Integrity Matters
August 15, 2007

Don’t overlook value of failure

Question: (E-304)
Is there one key to success that does not compromise integrity?

Response:
No, there are several, but let’s focus on one: the value of failures. The positive impact of failures rests solely with the individual who is able and willing to face disappointments, learning how to avoid repeating the same mistakes. Those who deny personal or organizational failure by passing the buck or rationalizing poor performance seldom improve results.
Stuck in a cycle of self-congratulatory “voodoo” economics, they squander golden opportunities. Motivated and talented employees exit while they thrash about until they run out of money or opportunity, or both. Success is not for the inattentive.
For alert individuals, eager to learn from potentially devastating mistakes:

  1. Failure teaches humility — critical for working well with colleagues.
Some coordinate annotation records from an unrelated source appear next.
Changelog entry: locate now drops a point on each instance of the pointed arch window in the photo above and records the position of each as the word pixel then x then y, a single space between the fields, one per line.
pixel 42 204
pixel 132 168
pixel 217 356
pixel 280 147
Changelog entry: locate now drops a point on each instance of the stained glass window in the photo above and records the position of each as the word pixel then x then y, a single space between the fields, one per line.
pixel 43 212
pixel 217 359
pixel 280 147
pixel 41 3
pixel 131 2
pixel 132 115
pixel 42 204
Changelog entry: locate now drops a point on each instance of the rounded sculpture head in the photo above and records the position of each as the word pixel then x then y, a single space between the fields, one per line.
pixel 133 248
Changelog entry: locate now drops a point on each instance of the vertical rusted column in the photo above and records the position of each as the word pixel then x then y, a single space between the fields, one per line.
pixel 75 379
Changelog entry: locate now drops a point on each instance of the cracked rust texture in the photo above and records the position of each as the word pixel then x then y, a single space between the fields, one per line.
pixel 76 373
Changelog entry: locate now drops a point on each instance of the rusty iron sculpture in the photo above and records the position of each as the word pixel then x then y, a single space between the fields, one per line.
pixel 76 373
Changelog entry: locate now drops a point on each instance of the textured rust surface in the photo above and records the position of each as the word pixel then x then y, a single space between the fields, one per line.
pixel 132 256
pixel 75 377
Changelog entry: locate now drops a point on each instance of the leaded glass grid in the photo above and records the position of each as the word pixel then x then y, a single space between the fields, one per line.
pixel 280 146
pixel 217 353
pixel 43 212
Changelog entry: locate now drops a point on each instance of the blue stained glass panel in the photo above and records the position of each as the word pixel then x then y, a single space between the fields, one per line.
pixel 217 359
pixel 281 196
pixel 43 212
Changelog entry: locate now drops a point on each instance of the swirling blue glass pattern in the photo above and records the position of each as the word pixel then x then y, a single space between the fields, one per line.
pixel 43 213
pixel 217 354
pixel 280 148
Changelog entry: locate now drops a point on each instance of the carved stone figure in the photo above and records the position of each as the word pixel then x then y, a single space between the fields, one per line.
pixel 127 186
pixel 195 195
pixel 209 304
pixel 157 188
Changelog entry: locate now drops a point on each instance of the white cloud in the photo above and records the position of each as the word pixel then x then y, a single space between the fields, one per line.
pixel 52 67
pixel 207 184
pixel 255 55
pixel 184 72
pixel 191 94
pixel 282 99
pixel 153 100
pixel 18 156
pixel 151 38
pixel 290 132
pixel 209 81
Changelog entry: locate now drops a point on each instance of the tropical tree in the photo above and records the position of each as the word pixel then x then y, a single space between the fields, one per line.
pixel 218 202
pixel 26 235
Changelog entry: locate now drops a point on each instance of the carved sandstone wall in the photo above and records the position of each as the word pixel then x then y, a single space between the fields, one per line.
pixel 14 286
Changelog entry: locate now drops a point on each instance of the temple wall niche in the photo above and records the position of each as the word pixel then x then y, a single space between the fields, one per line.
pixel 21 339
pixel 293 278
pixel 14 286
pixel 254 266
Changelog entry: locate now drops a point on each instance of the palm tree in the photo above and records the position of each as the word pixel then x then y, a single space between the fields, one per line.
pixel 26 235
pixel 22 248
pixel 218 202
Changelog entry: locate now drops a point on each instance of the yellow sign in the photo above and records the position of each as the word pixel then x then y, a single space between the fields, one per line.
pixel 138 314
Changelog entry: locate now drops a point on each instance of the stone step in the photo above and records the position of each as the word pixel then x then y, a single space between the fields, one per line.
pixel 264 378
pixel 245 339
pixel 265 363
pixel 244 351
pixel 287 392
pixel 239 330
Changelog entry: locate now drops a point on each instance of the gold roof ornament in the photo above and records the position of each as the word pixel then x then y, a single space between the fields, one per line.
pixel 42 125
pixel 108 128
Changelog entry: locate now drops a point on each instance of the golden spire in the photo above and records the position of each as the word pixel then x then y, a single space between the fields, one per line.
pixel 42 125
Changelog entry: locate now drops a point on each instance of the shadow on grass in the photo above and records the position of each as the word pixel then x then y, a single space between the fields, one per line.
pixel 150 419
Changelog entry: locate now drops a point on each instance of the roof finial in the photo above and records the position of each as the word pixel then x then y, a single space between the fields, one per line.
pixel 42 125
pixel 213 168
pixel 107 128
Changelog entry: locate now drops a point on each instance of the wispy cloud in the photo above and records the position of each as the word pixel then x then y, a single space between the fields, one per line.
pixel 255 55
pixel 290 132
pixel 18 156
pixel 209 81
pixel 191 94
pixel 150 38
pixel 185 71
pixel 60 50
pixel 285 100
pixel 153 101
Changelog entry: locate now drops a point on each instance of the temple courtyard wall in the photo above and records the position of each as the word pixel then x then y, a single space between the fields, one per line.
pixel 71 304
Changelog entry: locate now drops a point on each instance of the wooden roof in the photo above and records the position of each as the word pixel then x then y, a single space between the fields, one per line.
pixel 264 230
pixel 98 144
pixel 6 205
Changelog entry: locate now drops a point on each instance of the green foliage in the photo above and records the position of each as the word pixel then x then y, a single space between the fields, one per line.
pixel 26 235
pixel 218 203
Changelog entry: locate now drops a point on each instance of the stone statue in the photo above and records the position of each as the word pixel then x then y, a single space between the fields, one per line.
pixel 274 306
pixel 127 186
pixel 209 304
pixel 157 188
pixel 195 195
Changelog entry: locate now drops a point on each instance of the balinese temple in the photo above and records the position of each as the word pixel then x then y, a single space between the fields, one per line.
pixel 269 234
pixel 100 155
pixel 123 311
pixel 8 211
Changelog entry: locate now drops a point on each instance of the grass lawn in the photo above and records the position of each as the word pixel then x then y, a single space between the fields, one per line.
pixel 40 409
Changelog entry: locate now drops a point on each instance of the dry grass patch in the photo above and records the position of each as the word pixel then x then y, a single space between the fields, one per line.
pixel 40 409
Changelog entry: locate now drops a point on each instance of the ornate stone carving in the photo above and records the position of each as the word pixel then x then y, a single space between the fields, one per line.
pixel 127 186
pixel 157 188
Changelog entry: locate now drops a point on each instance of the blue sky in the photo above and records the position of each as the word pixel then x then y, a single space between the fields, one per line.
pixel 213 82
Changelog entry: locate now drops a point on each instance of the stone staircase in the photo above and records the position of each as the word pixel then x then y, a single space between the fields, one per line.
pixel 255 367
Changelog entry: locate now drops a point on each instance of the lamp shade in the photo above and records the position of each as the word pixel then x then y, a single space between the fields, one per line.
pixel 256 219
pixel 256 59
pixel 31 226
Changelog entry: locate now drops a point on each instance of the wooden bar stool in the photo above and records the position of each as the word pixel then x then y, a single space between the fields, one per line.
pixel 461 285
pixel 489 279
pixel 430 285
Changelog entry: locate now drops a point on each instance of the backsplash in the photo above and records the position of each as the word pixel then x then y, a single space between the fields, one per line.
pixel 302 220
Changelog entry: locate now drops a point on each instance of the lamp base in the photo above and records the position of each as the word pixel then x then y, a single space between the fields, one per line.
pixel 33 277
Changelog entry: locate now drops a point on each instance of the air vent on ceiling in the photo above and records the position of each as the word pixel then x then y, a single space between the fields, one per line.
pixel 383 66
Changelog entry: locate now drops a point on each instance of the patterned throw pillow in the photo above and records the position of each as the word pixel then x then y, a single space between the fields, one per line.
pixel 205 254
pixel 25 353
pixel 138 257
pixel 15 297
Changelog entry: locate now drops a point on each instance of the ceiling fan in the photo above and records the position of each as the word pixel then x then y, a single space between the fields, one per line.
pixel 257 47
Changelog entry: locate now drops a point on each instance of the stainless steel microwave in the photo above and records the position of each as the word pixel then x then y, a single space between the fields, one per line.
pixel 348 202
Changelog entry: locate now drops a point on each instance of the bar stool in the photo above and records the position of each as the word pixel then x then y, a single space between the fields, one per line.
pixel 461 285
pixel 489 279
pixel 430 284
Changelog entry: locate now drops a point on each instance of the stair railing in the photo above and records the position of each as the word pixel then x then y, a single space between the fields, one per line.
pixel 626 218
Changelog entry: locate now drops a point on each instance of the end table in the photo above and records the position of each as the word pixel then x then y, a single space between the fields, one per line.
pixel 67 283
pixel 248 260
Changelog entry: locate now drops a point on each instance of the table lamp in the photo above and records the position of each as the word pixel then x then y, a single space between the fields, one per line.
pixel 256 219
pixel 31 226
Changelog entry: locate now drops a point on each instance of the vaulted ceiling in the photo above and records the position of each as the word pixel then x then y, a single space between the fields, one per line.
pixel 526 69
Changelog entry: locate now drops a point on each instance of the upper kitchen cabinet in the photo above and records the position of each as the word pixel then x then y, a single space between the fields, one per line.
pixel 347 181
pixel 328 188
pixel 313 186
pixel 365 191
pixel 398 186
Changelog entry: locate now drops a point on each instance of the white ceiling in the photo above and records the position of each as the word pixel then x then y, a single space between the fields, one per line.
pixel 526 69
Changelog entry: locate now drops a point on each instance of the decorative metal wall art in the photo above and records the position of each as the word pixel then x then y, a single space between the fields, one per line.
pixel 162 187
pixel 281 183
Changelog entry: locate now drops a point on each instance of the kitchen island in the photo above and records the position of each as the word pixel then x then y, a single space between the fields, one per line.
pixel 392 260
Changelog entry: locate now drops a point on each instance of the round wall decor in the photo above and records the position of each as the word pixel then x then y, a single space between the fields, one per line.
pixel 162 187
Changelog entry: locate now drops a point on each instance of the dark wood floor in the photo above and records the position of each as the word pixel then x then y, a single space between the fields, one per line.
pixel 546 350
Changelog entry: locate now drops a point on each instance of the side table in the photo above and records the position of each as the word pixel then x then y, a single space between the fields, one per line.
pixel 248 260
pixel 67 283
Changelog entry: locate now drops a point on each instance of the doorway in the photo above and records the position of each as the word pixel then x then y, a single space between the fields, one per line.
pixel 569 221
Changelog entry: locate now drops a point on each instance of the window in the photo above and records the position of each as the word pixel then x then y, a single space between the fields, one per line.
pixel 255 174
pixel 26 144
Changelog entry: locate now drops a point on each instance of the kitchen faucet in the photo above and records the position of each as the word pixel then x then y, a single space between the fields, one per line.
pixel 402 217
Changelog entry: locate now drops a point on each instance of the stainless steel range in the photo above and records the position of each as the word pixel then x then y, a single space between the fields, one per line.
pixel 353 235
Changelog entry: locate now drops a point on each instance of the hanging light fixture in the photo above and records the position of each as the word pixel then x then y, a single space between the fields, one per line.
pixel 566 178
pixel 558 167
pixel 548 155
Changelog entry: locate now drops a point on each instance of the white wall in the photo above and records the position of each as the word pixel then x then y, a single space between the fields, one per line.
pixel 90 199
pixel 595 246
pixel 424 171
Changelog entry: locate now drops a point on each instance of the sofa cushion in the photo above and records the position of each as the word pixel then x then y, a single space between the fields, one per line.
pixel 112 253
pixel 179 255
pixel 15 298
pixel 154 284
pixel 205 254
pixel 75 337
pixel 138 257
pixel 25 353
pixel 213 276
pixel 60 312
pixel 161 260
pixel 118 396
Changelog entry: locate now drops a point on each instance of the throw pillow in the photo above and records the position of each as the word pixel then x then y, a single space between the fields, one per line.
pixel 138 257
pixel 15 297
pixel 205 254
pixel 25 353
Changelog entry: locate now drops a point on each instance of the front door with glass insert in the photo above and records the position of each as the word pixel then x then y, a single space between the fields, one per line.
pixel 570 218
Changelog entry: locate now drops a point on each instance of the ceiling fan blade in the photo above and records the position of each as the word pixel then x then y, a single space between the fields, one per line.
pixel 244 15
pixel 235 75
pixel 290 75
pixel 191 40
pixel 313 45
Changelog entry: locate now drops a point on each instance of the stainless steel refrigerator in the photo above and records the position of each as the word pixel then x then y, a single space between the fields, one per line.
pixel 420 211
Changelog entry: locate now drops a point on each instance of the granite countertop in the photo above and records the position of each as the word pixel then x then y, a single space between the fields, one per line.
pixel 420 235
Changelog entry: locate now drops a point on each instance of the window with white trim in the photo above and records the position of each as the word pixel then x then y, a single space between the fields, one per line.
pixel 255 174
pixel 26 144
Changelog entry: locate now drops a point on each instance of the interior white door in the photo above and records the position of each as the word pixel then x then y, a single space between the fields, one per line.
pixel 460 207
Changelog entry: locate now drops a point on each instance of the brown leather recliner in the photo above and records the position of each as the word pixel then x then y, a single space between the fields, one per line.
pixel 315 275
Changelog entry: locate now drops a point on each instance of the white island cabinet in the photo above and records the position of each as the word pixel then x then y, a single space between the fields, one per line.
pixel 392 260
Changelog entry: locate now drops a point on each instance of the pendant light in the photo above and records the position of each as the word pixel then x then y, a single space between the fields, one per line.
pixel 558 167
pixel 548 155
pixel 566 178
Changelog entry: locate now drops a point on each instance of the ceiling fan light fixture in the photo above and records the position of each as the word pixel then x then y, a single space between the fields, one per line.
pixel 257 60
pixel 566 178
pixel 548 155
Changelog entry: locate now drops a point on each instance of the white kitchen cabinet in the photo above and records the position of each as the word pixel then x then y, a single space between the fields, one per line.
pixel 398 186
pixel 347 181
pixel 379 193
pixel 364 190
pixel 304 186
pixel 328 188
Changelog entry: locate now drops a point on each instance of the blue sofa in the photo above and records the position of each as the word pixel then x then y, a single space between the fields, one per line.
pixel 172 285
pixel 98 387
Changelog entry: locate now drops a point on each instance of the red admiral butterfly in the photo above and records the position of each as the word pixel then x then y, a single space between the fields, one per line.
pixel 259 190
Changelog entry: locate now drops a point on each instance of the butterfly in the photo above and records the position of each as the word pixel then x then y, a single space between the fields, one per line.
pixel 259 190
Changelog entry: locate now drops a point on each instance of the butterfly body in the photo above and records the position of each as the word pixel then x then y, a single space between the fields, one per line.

Learning how to live with disappointment, one’s own and the shortcomings of others, can pave the way for strengthening personal and organizational impact through supportive communications.
  2. Failure identifies flaws in any number of strategic business functions.
  3. Failure encourages listening to external counsel regarding more effective ways to plan, organize, staff, direct — and control.
  4. Failure builds relationships with others who have faced their own disasters, having overcome adversities, to become even more effective (and successful) because of them.

Transforming failure into success was illustrated by my friend, the Rt. Reverend William E. Swing, retired Episcopal Bishop of San Francisco, during his Baccalaureate Address on June 16 at Stanford University.

Swing told a story of how he, comedian Jonathon Winters and Kenneth O’Donnell, a leader of the Peace Corps had found themselves invited as specially invited alums to Kenyon College a quarter-century ago.

All three men agreed that none had been an exemplary student, so why were they singled out for recognition?

“Of all the students who were straight A’s in math, or English or political science, why did they invite three dummies to return?” Swing said. “So we spent some time pondering that mystery. Why were we there? Actually we came up with two thoughts.
“One! Isn’t it great to fail when you are 19 years old in front of your parents, peers and professors, and then discover that life goes on, that the sun comes up again, that there is much more ahead of you? Some people don’t conspicuously fail until they are 45 years old, and it devastates them. That’s what I want to tell you graduates. Fail early and get it all over with! If you learn to deal with failure, you can raise teenagers, you can abide in intimate relationships, and you can have a worthwhile career. You learn to breathe again when you embrace failure as a part of life, not as the determining moment of life.

“There was a second learning that the three of us thought was worth knowing. We commented on how great to spend a lifetime working firsthand on one’s own passion, rather than working secondhand or third hand on somebody else’s. Whether comedy, faith or youthful idealism — whatever — be an apprentice in something that beckons your heart to pursue with endless fascination. None of us was an expert in many things, but all three of us were passionate about one unique thing. My advice to you is to stay with things that draw you like a magnet. Trust your DNA. Pay attention to your daydreams.”

Failure becomes a stepping stone to success for those who are alert and receptive.